Creating that extra space….
Whenever you decide to convert a loft into a living space, the choice you make when it comes to insulation is important. It will be the difference between an ambient and comfortable area or a space that suffers extreme temperature variances, depending on the time of year.
Many loft rooms are converted so that a sloping ceiling meets the dwarf walls that protect the eaves crawl space. A crawl space is often created in the eaves area for storage but if badly insulated, can create a lifetime of misery through cold draughts. Similarly, the main roof area needs airtight thermal insulation before the rafters are boarded and the room decorated.
In the winter, without adequate insulation, a loft room could suffer freezing cold conditions whilst the summer will bring the reverse problem, the feeling that you are trapped in a microwave of stuffy heat.
ThermoFoam works well for loft rooms as a result of its airtight performance. Sealing every inch from apex to eaves will leave you with an ambient room that adds serious value to your home.
‘Sadly, we receive many enquires where a loft room has already been converted and decorated to a high standard but with no consideration for insulation during the conversion’
The formal bit….
Depending on its dimensions and size, the loft will usually be classed as a permitted development and should not require planning permission.
For those comfortable with DIY, this might give the impression that you can just get started and make the loft a room regardless of any regulations.
Sadly this isn’t the case as Building Regulations will apply and will therefore require inspection by a Building Control Officer.
You should ALWAYS seek professional advise when considering turning the loft space into a room.
Architects will help to prepare the technical specification whilst considering structural integrity and product choice. Meanwhile a Building Control Officer will inspect the conversion to ensure it meets current regulations.
The issue with retrospective insulation for such a space is the accessibility and the angles of the room.
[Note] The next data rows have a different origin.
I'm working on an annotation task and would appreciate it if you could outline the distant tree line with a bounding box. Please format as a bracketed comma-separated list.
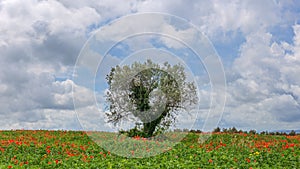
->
[174, 127, 298, 136]
[259, 130, 297, 136]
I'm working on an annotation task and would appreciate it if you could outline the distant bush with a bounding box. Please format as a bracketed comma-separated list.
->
[190, 129, 202, 133]
[213, 127, 221, 133]
[228, 127, 238, 133]
[289, 130, 296, 136]
[119, 127, 147, 137]
[249, 130, 256, 135]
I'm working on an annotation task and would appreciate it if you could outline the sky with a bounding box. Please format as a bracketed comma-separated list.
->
[0, 0, 300, 132]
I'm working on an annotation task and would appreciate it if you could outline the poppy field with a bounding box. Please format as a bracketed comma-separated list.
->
[0, 130, 299, 168]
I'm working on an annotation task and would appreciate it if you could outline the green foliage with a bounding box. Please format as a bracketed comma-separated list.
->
[0, 130, 299, 168]
[249, 130, 257, 135]
[105, 60, 197, 137]
[289, 130, 296, 136]
[119, 127, 147, 138]
[213, 127, 221, 133]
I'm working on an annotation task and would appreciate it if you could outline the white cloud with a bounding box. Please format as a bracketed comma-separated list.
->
[159, 24, 198, 49]
[0, 109, 82, 130]
[223, 24, 300, 130]
[212, 1, 279, 33]
[94, 13, 166, 43]
[262, 94, 300, 122]
[0, 0, 100, 46]
[0, 0, 104, 130]
[134, 0, 281, 40]
[0, 0, 300, 131]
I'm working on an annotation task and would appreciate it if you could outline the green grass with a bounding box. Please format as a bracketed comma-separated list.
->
[0, 130, 299, 168]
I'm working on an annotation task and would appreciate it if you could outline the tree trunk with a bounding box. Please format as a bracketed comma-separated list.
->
[143, 110, 167, 137]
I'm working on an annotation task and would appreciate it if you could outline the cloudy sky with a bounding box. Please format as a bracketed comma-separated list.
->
[1, 0, 300, 132]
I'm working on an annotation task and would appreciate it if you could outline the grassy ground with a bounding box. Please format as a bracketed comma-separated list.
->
[0, 130, 299, 168]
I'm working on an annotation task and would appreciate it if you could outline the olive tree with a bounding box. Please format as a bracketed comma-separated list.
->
[105, 60, 197, 137]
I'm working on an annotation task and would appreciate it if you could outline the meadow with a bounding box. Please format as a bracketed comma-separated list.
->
[0, 130, 299, 168]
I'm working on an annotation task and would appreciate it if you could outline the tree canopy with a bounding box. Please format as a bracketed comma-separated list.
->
[105, 60, 197, 137]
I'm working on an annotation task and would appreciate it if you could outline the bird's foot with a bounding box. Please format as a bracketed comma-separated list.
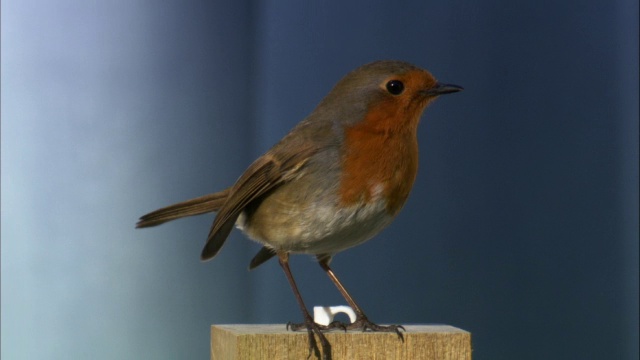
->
[286, 319, 333, 360]
[345, 315, 406, 342]
[287, 320, 347, 332]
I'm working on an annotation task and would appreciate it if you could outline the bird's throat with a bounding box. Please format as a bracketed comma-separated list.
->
[338, 112, 419, 215]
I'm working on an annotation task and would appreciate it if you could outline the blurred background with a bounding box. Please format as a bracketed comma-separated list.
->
[2, 1, 638, 359]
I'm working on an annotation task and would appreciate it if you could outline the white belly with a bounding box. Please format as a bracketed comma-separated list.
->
[237, 199, 394, 256]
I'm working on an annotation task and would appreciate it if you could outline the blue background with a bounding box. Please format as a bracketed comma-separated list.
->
[2, 1, 638, 359]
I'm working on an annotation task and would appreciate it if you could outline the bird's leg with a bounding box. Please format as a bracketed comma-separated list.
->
[317, 256, 405, 341]
[278, 252, 332, 360]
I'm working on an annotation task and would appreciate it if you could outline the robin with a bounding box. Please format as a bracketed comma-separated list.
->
[137, 60, 462, 360]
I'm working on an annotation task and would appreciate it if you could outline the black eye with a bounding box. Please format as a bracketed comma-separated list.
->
[385, 80, 404, 95]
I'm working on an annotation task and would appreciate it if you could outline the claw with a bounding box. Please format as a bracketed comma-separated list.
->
[285, 320, 332, 360]
[326, 320, 348, 332]
[347, 315, 406, 342]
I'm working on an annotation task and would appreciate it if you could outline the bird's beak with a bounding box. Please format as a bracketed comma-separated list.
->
[424, 82, 464, 96]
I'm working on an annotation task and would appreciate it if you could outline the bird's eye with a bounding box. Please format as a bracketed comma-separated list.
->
[385, 80, 404, 95]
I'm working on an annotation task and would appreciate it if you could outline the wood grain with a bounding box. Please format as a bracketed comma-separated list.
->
[211, 324, 471, 360]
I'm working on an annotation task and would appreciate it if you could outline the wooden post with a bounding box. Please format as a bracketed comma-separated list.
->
[211, 324, 471, 360]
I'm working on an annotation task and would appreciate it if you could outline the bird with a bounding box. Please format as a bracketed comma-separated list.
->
[136, 60, 462, 360]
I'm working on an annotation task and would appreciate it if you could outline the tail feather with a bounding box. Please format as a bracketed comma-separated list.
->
[248, 246, 277, 269]
[136, 188, 231, 228]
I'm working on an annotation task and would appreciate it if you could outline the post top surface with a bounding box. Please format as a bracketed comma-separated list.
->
[212, 324, 470, 335]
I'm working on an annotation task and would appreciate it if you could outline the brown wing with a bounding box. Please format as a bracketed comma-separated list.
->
[200, 146, 317, 261]
[136, 189, 231, 228]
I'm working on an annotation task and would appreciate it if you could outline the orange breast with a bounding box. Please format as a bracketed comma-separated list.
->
[339, 98, 421, 216]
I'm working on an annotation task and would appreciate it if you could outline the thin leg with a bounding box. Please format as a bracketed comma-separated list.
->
[278, 252, 332, 360]
[318, 256, 405, 341]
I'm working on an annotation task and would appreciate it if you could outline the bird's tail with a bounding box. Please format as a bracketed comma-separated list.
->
[136, 188, 231, 228]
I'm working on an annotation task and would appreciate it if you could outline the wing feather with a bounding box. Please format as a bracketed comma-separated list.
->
[200, 146, 316, 260]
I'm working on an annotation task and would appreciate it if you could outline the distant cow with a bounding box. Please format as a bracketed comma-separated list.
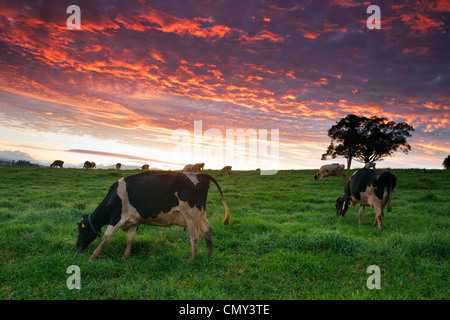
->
[50, 160, 64, 168]
[183, 163, 205, 173]
[196, 163, 205, 171]
[142, 164, 149, 170]
[364, 162, 376, 169]
[222, 166, 232, 171]
[335, 168, 396, 230]
[83, 161, 96, 169]
[76, 172, 230, 260]
[314, 163, 346, 181]
[116, 163, 121, 170]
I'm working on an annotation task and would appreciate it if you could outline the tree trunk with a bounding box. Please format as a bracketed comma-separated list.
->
[347, 147, 352, 169]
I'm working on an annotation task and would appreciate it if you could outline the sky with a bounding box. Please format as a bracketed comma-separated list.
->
[0, 0, 449, 170]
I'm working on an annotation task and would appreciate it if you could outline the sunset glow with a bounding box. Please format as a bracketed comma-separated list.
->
[0, 0, 449, 169]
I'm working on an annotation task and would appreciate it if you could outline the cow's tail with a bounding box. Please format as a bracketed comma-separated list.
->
[205, 175, 230, 225]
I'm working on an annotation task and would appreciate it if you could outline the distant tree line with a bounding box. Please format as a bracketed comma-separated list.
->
[0, 160, 41, 167]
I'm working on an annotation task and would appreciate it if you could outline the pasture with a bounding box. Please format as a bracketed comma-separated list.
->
[0, 167, 448, 300]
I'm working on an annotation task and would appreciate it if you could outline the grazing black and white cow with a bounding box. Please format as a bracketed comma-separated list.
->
[335, 168, 396, 230]
[50, 160, 64, 168]
[76, 171, 230, 260]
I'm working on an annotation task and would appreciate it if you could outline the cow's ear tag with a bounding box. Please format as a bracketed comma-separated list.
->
[81, 223, 85, 228]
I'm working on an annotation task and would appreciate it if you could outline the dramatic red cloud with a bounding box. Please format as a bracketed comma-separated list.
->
[116, 5, 284, 43]
[400, 13, 447, 34]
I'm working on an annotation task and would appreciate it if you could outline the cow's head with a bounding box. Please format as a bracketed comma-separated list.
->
[313, 173, 320, 181]
[76, 214, 99, 250]
[335, 197, 349, 216]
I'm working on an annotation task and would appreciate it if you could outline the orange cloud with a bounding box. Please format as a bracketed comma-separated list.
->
[323, 23, 347, 33]
[285, 71, 296, 79]
[400, 13, 447, 34]
[116, 6, 284, 44]
[401, 47, 429, 55]
[239, 30, 284, 43]
[414, 141, 450, 154]
[330, 0, 364, 7]
[429, 0, 450, 11]
[301, 30, 320, 39]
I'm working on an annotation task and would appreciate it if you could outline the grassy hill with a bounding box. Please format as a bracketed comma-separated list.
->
[0, 167, 448, 299]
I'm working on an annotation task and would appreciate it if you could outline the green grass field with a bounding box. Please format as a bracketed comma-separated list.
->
[0, 167, 448, 300]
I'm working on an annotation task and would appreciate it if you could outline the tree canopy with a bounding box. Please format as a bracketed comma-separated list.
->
[321, 114, 414, 169]
[443, 155, 450, 169]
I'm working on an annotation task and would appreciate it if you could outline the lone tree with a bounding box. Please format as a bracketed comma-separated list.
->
[322, 114, 414, 169]
[443, 155, 450, 169]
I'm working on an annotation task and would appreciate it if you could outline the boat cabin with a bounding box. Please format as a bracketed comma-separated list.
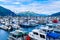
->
[29, 29, 46, 40]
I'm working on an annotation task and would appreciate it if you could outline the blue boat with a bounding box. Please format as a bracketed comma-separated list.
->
[47, 31, 60, 40]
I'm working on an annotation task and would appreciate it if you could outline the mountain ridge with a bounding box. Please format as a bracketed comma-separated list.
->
[17, 11, 48, 17]
[0, 6, 60, 17]
[0, 6, 16, 16]
[51, 12, 60, 16]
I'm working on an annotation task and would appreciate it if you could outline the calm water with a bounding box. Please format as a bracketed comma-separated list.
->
[0, 25, 41, 40]
[0, 29, 9, 40]
[21, 25, 41, 32]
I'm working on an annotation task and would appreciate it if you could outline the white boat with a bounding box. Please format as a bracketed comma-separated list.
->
[29, 29, 46, 40]
[20, 22, 38, 28]
[12, 24, 20, 29]
[8, 30, 28, 40]
[28, 25, 56, 40]
[40, 26, 53, 32]
[0, 25, 13, 31]
[40, 24, 60, 40]
[46, 23, 60, 33]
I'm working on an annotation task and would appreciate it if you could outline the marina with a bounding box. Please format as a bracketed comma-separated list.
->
[0, 0, 60, 40]
[0, 16, 60, 40]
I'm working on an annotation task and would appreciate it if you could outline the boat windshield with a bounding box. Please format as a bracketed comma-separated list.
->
[33, 32, 38, 35]
[40, 34, 45, 39]
[12, 34, 21, 38]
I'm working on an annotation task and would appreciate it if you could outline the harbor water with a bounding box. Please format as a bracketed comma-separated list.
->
[0, 24, 60, 40]
[0, 29, 9, 40]
[0, 25, 41, 40]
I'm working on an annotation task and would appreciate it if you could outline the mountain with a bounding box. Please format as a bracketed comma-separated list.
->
[17, 11, 48, 17]
[0, 6, 16, 16]
[51, 12, 60, 16]
[0, 6, 48, 17]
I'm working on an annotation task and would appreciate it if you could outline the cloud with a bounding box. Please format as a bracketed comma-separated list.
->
[0, 0, 6, 2]
[16, 0, 33, 2]
[12, 2, 21, 4]
[0, 0, 10, 2]
[0, 0, 60, 15]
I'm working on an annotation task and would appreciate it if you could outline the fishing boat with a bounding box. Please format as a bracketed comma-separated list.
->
[40, 26, 53, 33]
[47, 31, 60, 40]
[8, 30, 28, 40]
[0, 25, 13, 31]
[54, 24, 60, 33]
[29, 29, 46, 40]
[19, 18, 39, 28]
[46, 23, 60, 33]
[19, 22, 38, 28]
[29, 25, 60, 40]
[12, 24, 20, 30]
[40, 25, 60, 40]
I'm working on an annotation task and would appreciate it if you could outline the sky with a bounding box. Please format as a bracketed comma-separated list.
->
[0, 0, 60, 15]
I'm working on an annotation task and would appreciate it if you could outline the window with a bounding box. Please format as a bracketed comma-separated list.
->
[12, 34, 21, 38]
[43, 29, 46, 32]
[12, 35, 16, 38]
[33, 32, 38, 35]
[40, 34, 45, 39]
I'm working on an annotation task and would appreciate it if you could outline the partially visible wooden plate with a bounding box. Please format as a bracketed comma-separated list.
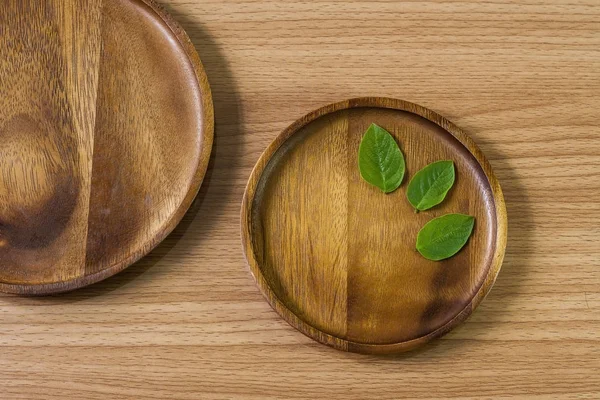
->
[0, 0, 213, 295]
[241, 98, 507, 354]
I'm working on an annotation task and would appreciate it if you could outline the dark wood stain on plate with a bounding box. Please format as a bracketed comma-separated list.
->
[241, 97, 507, 354]
[0, 0, 214, 295]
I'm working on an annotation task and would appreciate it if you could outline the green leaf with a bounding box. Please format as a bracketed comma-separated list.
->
[416, 214, 475, 261]
[358, 123, 405, 193]
[407, 160, 455, 211]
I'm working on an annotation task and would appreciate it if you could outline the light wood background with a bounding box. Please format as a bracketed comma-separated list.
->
[1, 0, 599, 398]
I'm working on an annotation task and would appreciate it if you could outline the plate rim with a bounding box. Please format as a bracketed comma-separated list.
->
[241, 97, 507, 354]
[0, 0, 214, 295]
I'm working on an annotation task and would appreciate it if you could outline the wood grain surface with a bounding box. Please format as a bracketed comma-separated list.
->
[1, 0, 599, 397]
[242, 98, 507, 354]
[0, 0, 213, 294]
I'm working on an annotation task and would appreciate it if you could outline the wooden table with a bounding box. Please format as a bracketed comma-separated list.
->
[1, 0, 598, 398]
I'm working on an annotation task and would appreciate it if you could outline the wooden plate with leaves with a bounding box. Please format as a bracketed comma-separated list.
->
[0, 0, 213, 295]
[241, 98, 507, 354]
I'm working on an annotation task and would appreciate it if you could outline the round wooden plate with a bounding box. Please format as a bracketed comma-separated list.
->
[242, 98, 507, 354]
[0, 0, 213, 295]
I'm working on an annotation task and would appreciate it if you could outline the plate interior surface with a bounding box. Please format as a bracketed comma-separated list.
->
[0, 0, 213, 294]
[243, 98, 506, 353]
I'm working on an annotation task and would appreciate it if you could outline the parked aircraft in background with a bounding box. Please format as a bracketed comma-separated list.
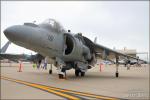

Sometimes making it virtually impossible to ensure a thermally efficient space without major intrusion on the room.
We try hard to come up with solutions that minimise disruption in loft rooms where a retrospective installation is necessary. Yet it inevitably means cutting access holes throughout the structure to ensure a complete coverage of our insulation.
Loft rooms are a great addition to any property that’s suitable for them but please do consult the experts to ensure that your room is a usable space once completed!